Limitations of our study include the lack of objective magnetic resonance imaging improvement of fistulas (33,34) and the fact that, because of the design of the study, only an association between higher serum infliximab concentrations and improved therapeutic outcomes can be established rather than causality. Strengths of our study include the large sample size, the use of stringent endpoints, and the use of high quality RCT data to investigate the association of infliximab concentrations with therapeutic outcomes in fistulizing CD.

In conclusion, higher postinduction infliximab concentrations are associated with favorable early and long-term therapeutic outcomes in patients with fistulizing CD. Early therapeutic drug monitoring can indicate in individual patients with fistulizing CD whether therapeutic drug exposure is achieved or not and guide subsequent rational treatment decisions to achieve rapid fistula closure. However, whether accelerated dosing in some patients with subtherapeutic drug exposure might lead to improved outcomes should be prospectively investigated. The results of this study might help better guide infliximab therapy in patients with fistulizing CD.

CONFLICTS OF INTEREST

Guarantor of the article: Adam S. Cheifetz, MD.

Specific author contributions: The first two authors contributed equally to this work. K.P.: study concept and design, data acquisition, analysis and interpretation, statistical analysis, and manuscript writing. N.V.C.: data analysis and interpretation, statistical analysis, and manuscript critical revision. J.J.: data acquisition, analysis and interpretation, statistical analysis, and manuscript critical revision. V.J.: data interpretation and manuscript critical revision. M.T.O.: study concept and design, data interpretation, and manuscript critical revision. A.S.C.: study concept and design, data analysis and interpretation, and manuscript critical revision. All authors approved the final version of the article.

Financial support: K.P. is supported by the Ruth L. Kirschstein NRSA Institutional Research Training Grant 5T32DK007760-18.
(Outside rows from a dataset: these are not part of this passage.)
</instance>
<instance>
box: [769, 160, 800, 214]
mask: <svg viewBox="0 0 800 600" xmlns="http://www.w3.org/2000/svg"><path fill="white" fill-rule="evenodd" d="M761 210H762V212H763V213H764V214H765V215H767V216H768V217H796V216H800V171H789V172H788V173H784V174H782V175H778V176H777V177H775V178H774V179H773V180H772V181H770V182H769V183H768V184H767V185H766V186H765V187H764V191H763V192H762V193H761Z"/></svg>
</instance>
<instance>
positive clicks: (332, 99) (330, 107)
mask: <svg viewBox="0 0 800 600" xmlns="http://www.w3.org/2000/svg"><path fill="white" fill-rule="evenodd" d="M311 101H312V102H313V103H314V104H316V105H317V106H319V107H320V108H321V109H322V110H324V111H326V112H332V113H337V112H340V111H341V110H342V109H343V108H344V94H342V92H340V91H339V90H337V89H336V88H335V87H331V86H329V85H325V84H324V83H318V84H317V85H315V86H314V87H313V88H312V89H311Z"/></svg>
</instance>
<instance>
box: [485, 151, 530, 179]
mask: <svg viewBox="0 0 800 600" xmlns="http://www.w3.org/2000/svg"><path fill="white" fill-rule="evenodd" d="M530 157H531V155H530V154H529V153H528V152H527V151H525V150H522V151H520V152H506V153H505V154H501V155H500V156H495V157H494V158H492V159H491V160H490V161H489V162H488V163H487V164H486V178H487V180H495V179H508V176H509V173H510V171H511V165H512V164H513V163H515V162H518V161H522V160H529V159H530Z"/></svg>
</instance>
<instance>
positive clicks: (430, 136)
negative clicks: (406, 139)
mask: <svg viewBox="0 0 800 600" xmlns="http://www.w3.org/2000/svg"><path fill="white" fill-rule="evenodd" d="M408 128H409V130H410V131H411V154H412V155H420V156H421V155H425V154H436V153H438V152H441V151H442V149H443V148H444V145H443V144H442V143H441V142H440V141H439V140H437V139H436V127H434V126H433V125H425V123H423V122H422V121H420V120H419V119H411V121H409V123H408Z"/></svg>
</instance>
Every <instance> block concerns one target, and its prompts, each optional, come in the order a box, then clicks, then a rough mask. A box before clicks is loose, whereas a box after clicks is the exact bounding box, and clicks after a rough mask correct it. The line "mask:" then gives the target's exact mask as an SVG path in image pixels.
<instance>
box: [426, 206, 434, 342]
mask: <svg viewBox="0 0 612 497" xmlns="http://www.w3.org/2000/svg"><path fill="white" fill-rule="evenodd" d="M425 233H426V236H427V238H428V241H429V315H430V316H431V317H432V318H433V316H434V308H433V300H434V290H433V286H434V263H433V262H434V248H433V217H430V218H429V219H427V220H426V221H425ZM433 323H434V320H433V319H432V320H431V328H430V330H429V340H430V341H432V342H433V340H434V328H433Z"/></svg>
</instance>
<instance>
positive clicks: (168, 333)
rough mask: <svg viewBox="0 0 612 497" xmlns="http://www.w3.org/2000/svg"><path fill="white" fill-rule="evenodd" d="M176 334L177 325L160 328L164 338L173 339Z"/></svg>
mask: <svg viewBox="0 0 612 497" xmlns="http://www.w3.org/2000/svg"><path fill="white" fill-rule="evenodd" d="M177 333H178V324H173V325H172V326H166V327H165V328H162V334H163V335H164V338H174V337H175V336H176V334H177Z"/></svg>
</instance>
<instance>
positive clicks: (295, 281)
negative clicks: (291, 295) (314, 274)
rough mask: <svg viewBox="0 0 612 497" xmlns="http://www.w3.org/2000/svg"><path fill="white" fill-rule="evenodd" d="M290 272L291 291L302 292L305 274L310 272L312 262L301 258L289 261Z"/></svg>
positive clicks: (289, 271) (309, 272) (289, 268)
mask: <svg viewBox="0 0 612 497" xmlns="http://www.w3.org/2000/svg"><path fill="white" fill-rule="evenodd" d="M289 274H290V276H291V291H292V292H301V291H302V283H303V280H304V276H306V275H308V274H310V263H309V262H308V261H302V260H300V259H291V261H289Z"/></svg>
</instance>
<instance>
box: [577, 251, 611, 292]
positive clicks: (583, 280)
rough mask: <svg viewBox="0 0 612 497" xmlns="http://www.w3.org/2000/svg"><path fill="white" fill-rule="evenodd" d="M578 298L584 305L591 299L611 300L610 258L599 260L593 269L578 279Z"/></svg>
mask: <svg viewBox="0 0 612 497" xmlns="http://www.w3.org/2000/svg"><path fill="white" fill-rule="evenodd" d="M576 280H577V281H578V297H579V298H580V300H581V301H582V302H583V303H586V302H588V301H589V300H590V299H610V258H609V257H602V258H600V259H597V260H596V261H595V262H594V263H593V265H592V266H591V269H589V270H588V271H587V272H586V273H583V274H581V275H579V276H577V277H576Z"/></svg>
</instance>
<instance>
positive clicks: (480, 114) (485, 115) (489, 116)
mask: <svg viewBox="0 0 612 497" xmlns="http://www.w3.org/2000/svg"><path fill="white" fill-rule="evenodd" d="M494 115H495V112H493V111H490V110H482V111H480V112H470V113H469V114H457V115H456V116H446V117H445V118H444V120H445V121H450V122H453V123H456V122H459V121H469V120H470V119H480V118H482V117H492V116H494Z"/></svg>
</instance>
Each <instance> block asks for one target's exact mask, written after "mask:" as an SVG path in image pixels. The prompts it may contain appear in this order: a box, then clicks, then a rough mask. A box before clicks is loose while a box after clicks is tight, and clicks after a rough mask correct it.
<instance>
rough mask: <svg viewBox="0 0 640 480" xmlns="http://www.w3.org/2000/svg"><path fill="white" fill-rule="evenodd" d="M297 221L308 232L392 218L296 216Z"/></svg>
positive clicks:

Potential competing interests: K. P. received a lecture fee from Mitsubishi Tanabe Pharma. N.V.C. received research and consulting support from Takeda and UCB, research support from R-Biopharm, and consulting support from Janssen, Pfizer, Progenity, and Prometheus. V.J. received has received consulting fees from AbbVie, Eli Lilly, GlaxoSmithKline, Arena Pharmaceuticals, Genetech, Pendopharm, Sandoz, Merck, Takeda, Janssen, Robarts Clinical Trials, Topivert, and Celltrion; speaker's fees from Takeda, Janssen, Shire, Ferring, Abbvie, and Pfizer. M.T.O. received consultancy fees from Janssen, AbbVie, UCB, Takeda, Pfizer, Merck, and Lycera and received research grant support from UCB. A.S.C. received consultancy fees from AbbVie, Janssen, Takeda, EMD Serono, Arena Pharmaceuticals, Alfasigma, Arsanis, Bacainn, Grifols, Prometheus, Samsung, and Pfizer and research support from Inform Diagnostics. The remaining authors disclose no conflicts of interest.

Study Highlights

WHAT IS KNOWN

  • ✓ There is a positive correlation between anti-TNF therapy concentration and favorable therapeutic outcomes in inflammatory bowel disease.
  • ✓ Preliminary data suggest that higher infliximab concentrations are associated with fistula healing in perianal fistulizing Crohn's disease (CD).
  • ✓ The role of therapeutic drug monitoring for optimizing anti-TNF therapy fistulizing CD is largely unknown.

WHAT IS NEW HERE

  • ✓ Higher postinduction infliximab concentrations are associated with early and long-term composite remission in patients with fistulizing CD.
  • ✓ A week 6 infliximab concentration threshold of 15 μg/mL stratified patients with fistulizing CD achieving early composite remission.
  • ✓ A week 14 infliximab concentration threshold of 7.2 μg/mL stratified patients with fistulizing CD achieving early composite remission.